NOTE: With the deprecation of the python-Levenshtein speedup for the suggest functionality (see #211 & #218), identifying other methods to increase performance is a priority. This multi-processing based approach is the best one I've thought of so far. If anyone has another suggestion, please open a new issue to discuss it.

Very early POC on suggest-multiproc branch.

Suggests some speedup possible, but not a slam-dunk whether it's worth it given the sub-2s processing times for most inventories.
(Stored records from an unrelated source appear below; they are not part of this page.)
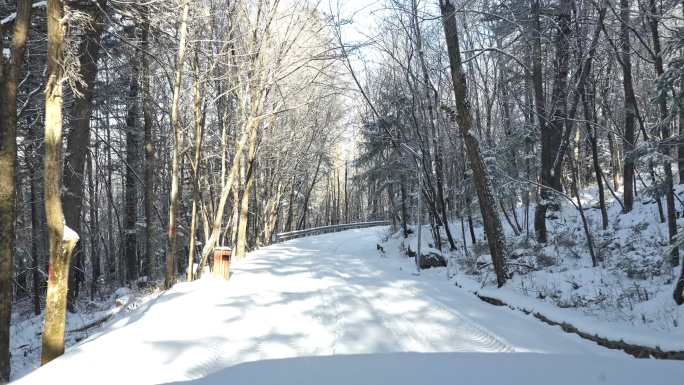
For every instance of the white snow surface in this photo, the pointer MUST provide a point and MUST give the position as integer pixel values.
(334, 311)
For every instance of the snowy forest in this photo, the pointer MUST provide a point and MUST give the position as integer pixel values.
(529, 152)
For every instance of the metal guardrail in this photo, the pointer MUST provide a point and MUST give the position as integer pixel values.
(280, 237)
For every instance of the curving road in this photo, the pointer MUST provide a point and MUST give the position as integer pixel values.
(326, 295)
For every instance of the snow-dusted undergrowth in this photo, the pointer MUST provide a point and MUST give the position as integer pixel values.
(26, 330)
(628, 296)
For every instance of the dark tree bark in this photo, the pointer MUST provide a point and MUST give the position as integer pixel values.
(132, 166)
(78, 138)
(174, 197)
(552, 133)
(148, 143)
(492, 223)
(630, 105)
(653, 19)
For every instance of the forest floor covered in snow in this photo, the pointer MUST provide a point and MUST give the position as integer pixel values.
(91, 316)
(627, 297)
(332, 309)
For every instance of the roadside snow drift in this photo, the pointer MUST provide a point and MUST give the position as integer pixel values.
(333, 295)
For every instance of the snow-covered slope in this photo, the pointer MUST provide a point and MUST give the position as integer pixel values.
(330, 295)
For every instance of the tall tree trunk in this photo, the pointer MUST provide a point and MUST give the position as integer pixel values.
(62, 239)
(241, 243)
(132, 159)
(10, 73)
(492, 223)
(630, 105)
(199, 132)
(148, 146)
(551, 134)
(653, 18)
(78, 138)
(171, 251)
(94, 222)
(588, 98)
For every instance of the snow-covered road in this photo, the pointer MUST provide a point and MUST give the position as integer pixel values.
(327, 295)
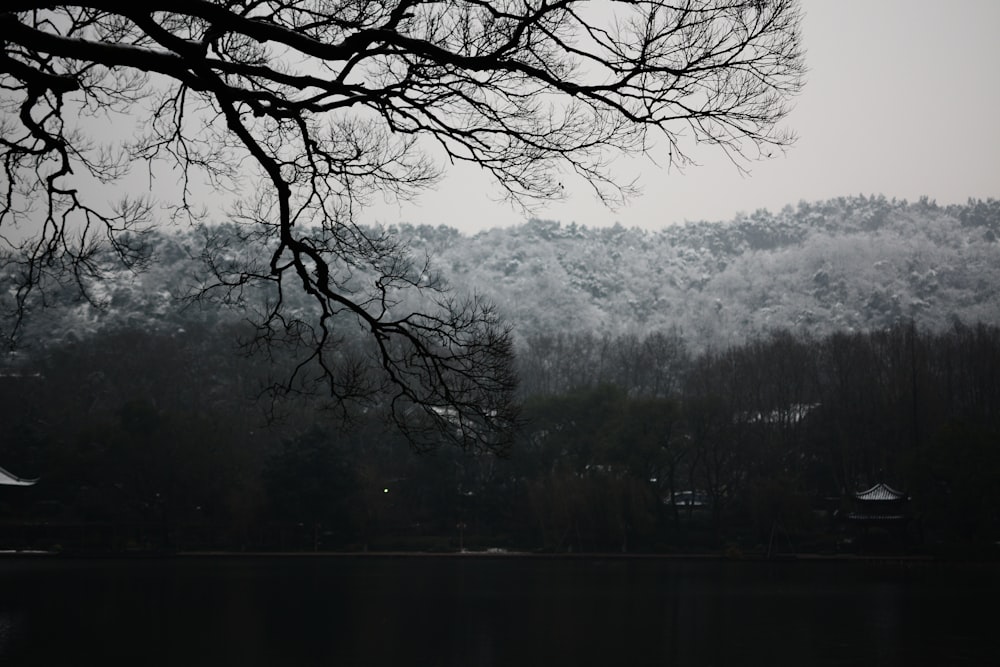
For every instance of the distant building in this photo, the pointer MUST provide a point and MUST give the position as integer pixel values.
(879, 518)
(9, 479)
(880, 504)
Properly exploiting difflib.SequenceMatcher's caching behavior may change this, however.

For comparison, python-Levenshtein is a better speedup for less internal complexity, and doesn't appear to benefit at all from multiproc.
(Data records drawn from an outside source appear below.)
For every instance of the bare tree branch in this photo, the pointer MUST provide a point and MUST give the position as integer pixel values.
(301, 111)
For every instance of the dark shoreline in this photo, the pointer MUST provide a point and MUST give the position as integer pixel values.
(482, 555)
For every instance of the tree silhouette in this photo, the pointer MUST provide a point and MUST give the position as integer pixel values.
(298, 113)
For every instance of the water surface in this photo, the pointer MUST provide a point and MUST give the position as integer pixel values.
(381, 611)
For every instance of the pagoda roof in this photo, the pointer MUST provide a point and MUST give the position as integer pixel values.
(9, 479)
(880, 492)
Latitude laptop (4 cores), yt (17420 objects)

Quick, rough timing:

>>> import sphobjinv as soi
>>> import timeit
>>> timeit.timeit("soi.Inventory('tests/resource/objects_yt.inv').suggest('ndarray')", globals=globals(), number=1)
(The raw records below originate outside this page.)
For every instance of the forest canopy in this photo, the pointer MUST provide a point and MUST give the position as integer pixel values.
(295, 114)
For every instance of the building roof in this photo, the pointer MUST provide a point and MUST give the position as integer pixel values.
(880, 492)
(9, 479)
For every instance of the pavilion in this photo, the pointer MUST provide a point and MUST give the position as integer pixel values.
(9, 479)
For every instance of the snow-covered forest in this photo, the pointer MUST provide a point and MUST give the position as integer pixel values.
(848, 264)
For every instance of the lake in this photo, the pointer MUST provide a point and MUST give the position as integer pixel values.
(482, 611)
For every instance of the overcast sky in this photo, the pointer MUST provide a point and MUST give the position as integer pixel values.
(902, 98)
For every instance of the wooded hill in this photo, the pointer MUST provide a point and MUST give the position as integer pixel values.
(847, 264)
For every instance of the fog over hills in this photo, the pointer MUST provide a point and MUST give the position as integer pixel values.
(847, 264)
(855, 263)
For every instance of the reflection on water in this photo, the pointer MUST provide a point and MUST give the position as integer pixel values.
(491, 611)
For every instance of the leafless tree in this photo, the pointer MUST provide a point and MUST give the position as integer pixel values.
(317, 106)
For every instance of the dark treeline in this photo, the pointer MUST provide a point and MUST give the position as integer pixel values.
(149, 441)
NO mp,      WITH lev:  2.177 s
WITH mp(4), WITH lev:  2.396 s
WITH mp(6), WITH lev:  2.355 s

NO mp,      NO lev:   11.795 s
WITH mp(2), NO lev:   10.361 s
WITH mp(3), NO lev:    8.471 s
WITH mp(4), NO lev:    7.583 s (~35% speedup)
WITH mp(5), NO lev:    7.399 s (oversubscribed)
WITH mp(6), NO lev:    8.372 s (oversubscribed)

Notes

Probably can switch to pool.map(), without the context manager
Looks like using multiprocessing.cpu_count() would be a reasonable default pool size
Want user to be able to set max of process count (probably refuse to oversubscribe??)
- API -- arg to Inventory.suggest(), likely
- CLI -- new parameter for suggest subparser
If nproc == 1 then skip multiprocessing entirely
Probably need to check at sphobjinv import-time whether multiprocessing is available
- Doing that in a way that doesn't further slow down the import time may be tricky
Per the difflib docs, implementing a bespoke scoring function directly with difflib.SequenceMatcher may allow significant speed gains, due to the ability to cache the suggest search term
For v2.3, perhaps keep the current single-process fuzzywuzzy method as the default, but implement with a feature flag to switch to the mp-accelerated version?
A naive, direct use of difflib.SequenceMatcher does not give good suggestions for some searches (e.g., "dataobj" in the sphobjinv inventory), compared to the default, WRatio-based partial-matcher in fuzzywuzzy
- Going to want to port this fuzzywuzzy method directly into the codebase, adapted to allow for multiprocess, I think.